Ironiquement, Jean-Marc Peillex, le maire de Saint-Gervais-les-Bains, commune à laquelle est administrativement rattachée le Mont-Blanc, a proposé d’imposer une caution de 15 000 euros à toute personne souhaitant faire le sommet malgré tout. “10 000 pour les secours, 5 000 pour les obsèques.”

L’exemple du glacier de la Marmolada en Italie

Le Mont-Blanc n’est qu’un exemple. C’est l’ensemble des Alpes qui souffre de l’extrême chaleur et de la sécheresse cet été. Comme un avant-goût de ce qui nous attend ces prochaines années. Et cela ne concerne pas que la France, en Suisse et en Italie aussi, la situation est catastrophique. L’effondrement d’une partie du glacier de la Marmolada, le plus grand glacier des Dolomites en est la preuve. Alors même qu’il n’était pas classé “à risque”.

Ce triste événement a eu lieu le 3 juillet dernier, au lendemain d’un record de chaleur au sommet du glacier. La chute d’un sérac a été suivie d’une avalanche de glace et de roches. Une catastrophe naturelle qui a causé la mort de onze personnes et fait huit blessés.

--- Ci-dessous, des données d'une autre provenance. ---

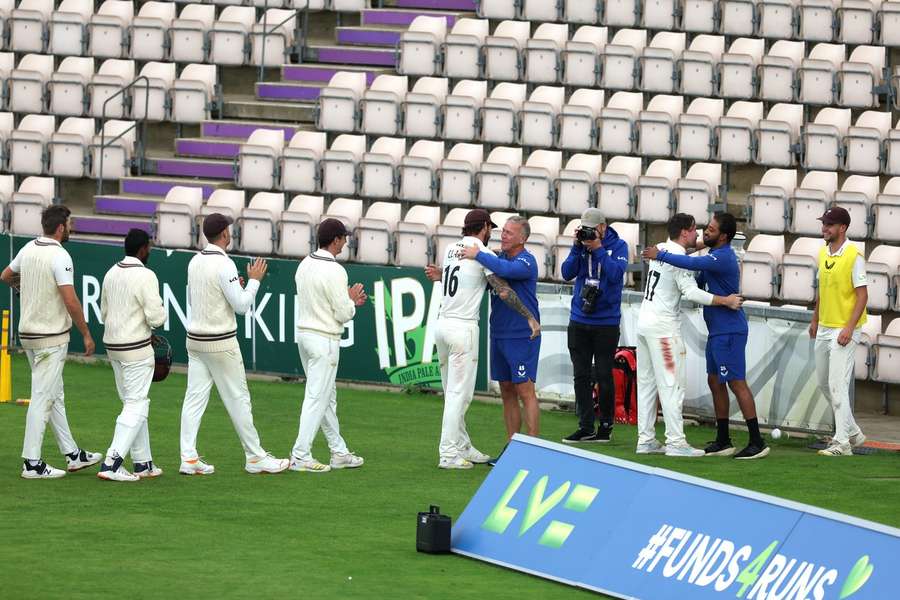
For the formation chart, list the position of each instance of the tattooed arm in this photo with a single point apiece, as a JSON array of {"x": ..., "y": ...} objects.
[{"x": 512, "y": 300}]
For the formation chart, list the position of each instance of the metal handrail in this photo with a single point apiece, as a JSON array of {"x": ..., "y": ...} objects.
[
  {"x": 266, "y": 32},
  {"x": 103, "y": 142}
]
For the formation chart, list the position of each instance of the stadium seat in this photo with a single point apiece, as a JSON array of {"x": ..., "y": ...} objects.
[
  {"x": 578, "y": 118},
  {"x": 418, "y": 179},
  {"x": 67, "y": 88},
  {"x": 339, "y": 173},
  {"x": 296, "y": 227},
  {"x": 759, "y": 267},
  {"x": 503, "y": 51},
  {"x": 778, "y": 134},
  {"x": 257, "y": 161},
  {"x": 576, "y": 184},
  {"x": 462, "y": 49},
  {"x": 194, "y": 94},
  {"x": 28, "y": 203},
  {"x": 300, "y": 162},
  {"x": 174, "y": 221},
  {"x": 149, "y": 33},
  {"x": 380, "y": 106},
  {"x": 378, "y": 168},
  {"x": 456, "y": 175},
  {"x": 462, "y": 111},
  {"x": 699, "y": 64},
  {"x": 656, "y": 126},
  {"x": 539, "y": 117},
  {"x": 496, "y": 178},
  {"x": 886, "y": 212},
  {"x": 536, "y": 182},
  {"x": 499, "y": 115},
  {"x": 659, "y": 62},
  {"x": 615, "y": 127},
  {"x": 620, "y": 59},
  {"x": 68, "y": 28},
  {"x": 615, "y": 187},
  {"x": 420, "y": 47},
  {"x": 413, "y": 236},
  {"x": 257, "y": 224},
  {"x": 543, "y": 51},
  {"x": 798, "y": 271},
  {"x": 698, "y": 190},
  {"x": 108, "y": 29},
  {"x": 857, "y": 194},
  {"x": 778, "y": 69},
  {"x": 69, "y": 148},
  {"x": 337, "y": 106},
  {"x": 188, "y": 33},
  {"x": 865, "y": 139},
  {"x": 654, "y": 192},
  {"x": 27, "y": 144},
  {"x": 581, "y": 66},
  {"x": 886, "y": 352},
  {"x": 375, "y": 233}
]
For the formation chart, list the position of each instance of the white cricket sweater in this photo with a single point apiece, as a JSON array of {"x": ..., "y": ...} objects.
[
  {"x": 43, "y": 265},
  {"x": 215, "y": 295},
  {"x": 130, "y": 307},
  {"x": 322, "y": 300}
]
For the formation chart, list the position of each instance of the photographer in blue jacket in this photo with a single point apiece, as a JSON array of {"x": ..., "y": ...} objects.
[{"x": 597, "y": 262}]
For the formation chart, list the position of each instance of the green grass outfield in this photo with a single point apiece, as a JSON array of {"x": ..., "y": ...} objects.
[{"x": 303, "y": 535}]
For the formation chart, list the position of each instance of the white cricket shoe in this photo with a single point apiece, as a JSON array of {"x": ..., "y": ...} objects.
[
  {"x": 196, "y": 466},
  {"x": 473, "y": 455},
  {"x": 685, "y": 451},
  {"x": 267, "y": 464},
  {"x": 346, "y": 461},
  {"x": 652, "y": 447},
  {"x": 308, "y": 466},
  {"x": 457, "y": 462},
  {"x": 82, "y": 459},
  {"x": 41, "y": 471}
]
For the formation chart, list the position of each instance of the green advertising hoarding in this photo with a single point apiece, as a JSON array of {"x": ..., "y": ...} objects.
[{"x": 391, "y": 339}]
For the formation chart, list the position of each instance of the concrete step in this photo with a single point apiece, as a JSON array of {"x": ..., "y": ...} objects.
[
  {"x": 113, "y": 226},
  {"x": 300, "y": 92},
  {"x": 225, "y": 148},
  {"x": 324, "y": 73},
  {"x": 382, "y": 57},
  {"x": 190, "y": 167},
  {"x": 241, "y": 130},
  {"x": 369, "y": 36},
  {"x": 160, "y": 186},
  {"x": 398, "y": 16},
  {"x": 126, "y": 205}
]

Longtemps fierté des Alpes françaises, la Mer de Glace, située au-dessus de Chamonix, a perdu de sa superbe. D’une superficie de 31 km2 (équivalent de la ville de Lille), d’une épaisseur de 300-400 mètres et d’une longueur de 7 km, c’est le plus grand glacier français. Mais il perd 30 mètres de longueur par an depuis 2003 et 3 à 4 mètres d’épaisseur par an. Crédit : Florence Santrot.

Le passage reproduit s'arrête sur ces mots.